Morning Comment – #Wheat #Corn #Soybeans – 27/05/2015

Funds continued to sell. 11,000 lots for wheat and 8,000 lots for corn… Wheat is getting closer again to the 100,000 mark while corn, option included, is getting closer to 200,000 lots! That is a level of short never seen pre-harvest. 

Indeed, the crop progress and conditions was seen as bearish. Spring Wheat and Corn planting are more or less done (respectively 96% and 92%) and soybeans planted 16% last week (to 61%). It is a hat trick of early planting, in advance compared to last year and the 5 year average. Early developed as well, germination is in advance, wheat is showing the ears in advance. And despite all the talks, wheat condition improved! Spring wheat went from 65% of G/E to 69%! Winter Wheat stable while the first condition of corn is 74% of G/E and 3% of P/VP.


USDA was estimating Russian Crop to 53.5MT in the last WASDE. Market was expecting a bit more. Russian Grain Union has released its forecast: 55MT (SoveCon is at 54MT). So USDA was a bit off but finally not too much. That being said, the Agriculture Minister has recently bet the actual crop will exceed forecasts. Definitely something to monitor.


MATIF Wheat followed US down. France, UK, Germany,… Weather is really favourable and we’re heading to a nice and sweet crop in terms of quantity and quality. A lot of options activity, market is very nervous. A line of 2,000 Dec 165/185 combos has traded.
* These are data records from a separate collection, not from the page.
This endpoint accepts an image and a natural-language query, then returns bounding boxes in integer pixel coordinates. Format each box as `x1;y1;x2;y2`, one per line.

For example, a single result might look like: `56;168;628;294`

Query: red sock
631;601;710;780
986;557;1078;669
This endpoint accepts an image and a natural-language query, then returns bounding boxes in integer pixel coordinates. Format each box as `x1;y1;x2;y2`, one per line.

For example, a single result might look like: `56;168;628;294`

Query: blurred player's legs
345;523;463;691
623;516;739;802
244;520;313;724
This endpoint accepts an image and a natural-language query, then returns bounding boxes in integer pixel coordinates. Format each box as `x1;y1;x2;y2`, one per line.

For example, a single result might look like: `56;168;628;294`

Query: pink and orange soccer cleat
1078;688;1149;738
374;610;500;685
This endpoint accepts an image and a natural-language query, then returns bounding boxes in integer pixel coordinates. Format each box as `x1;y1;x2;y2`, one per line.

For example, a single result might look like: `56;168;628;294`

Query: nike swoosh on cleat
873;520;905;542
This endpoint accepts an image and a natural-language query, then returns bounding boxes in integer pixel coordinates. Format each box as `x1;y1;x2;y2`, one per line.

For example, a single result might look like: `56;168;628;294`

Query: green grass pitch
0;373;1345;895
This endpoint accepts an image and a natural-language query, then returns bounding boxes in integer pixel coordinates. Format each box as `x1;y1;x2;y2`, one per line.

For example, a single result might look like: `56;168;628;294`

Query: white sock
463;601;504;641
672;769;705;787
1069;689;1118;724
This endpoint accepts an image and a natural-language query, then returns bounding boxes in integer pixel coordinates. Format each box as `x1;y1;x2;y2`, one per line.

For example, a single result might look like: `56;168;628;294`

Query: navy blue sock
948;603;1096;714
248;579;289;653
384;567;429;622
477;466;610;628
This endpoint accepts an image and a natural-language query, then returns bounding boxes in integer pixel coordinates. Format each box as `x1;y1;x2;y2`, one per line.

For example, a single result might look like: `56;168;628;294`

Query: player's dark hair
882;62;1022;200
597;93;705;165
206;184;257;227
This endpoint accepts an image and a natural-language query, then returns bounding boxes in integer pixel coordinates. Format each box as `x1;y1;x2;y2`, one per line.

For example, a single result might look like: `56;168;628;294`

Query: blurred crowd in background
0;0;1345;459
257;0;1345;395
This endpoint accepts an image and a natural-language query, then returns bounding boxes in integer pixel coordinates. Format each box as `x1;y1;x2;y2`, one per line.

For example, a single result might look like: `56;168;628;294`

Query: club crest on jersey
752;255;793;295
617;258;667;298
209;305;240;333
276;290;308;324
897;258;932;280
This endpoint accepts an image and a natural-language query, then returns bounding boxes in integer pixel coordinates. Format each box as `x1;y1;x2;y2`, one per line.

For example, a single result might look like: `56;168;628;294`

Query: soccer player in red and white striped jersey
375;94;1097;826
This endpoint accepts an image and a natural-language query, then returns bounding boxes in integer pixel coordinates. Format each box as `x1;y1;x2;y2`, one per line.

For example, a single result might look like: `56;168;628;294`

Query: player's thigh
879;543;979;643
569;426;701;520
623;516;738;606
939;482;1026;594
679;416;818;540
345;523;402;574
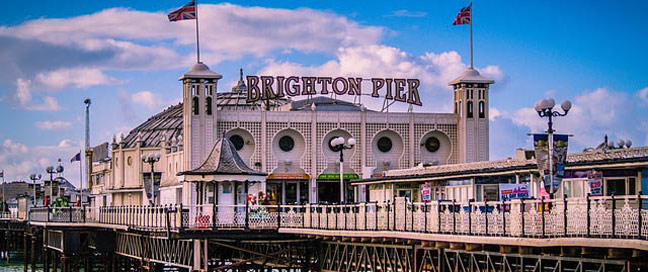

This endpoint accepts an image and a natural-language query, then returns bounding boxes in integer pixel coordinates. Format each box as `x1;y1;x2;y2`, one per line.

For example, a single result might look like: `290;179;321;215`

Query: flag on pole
70;152;81;163
168;0;196;22
452;3;472;25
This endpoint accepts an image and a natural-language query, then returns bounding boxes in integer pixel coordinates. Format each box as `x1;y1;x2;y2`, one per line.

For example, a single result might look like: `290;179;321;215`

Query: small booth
178;137;267;228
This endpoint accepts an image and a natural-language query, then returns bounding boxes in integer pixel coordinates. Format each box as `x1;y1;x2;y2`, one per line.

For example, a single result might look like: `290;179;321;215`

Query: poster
421;183;432;202
587;171;603;196
499;183;529;201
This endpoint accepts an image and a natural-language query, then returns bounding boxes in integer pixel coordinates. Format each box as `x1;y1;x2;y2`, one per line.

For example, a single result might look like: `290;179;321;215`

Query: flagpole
196;1;200;63
468;3;473;69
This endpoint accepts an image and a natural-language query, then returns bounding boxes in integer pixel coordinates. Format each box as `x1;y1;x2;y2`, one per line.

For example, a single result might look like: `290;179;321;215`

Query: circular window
328;136;340;152
425;137;441;152
378;137;392;153
230;135;245;151
279;135;295;152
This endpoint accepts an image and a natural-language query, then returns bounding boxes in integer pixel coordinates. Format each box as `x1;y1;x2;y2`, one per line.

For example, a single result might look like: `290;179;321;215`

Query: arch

Egypt GASC is doing its usual strategy, after a couple of sell off, back in the tender, shipment July. Watch out Russian and French wheat.


Grexit, Brexit,… Euro has struggled recently. Greece still owes a few euros… They made the headline about the IMF and a couple of hundred millions redemptions but this was nothing compared to what they are facing in June and July. More or less half a billion is due to the IMF in several redemptions in June while July is going to be the big scary month: a couple of hundred millions of Government bonds will mature, almost half a billion is due to the IMF but that’s peanuts compared to the 3.5 billion owed to the ECB. And civil servants and pensions still have to be paid on top obviously… Surely this is not going to be smooth. As per the Brexit, one would be very naïve to believe that Central Banks are not studying the scenarios of countries (should that be their own or not) dropping out of the EU. David Cameron is said to be ready to offer a referendum before the end of 2016, France is scared because if the exit scenario is confirmed (and the likelihood at this stage is very high), that would be very complicated for French interior politics: indeed, they keep repeating that living EU is impossible, treaties cannot be voided,… They’d be proven wrong from across the Channel. Germany seem to be more keen on modifying treaties for British but the calendar is going to be very tight considering how quick would come the British referendum. So Euro might be at the beginning of its struggle.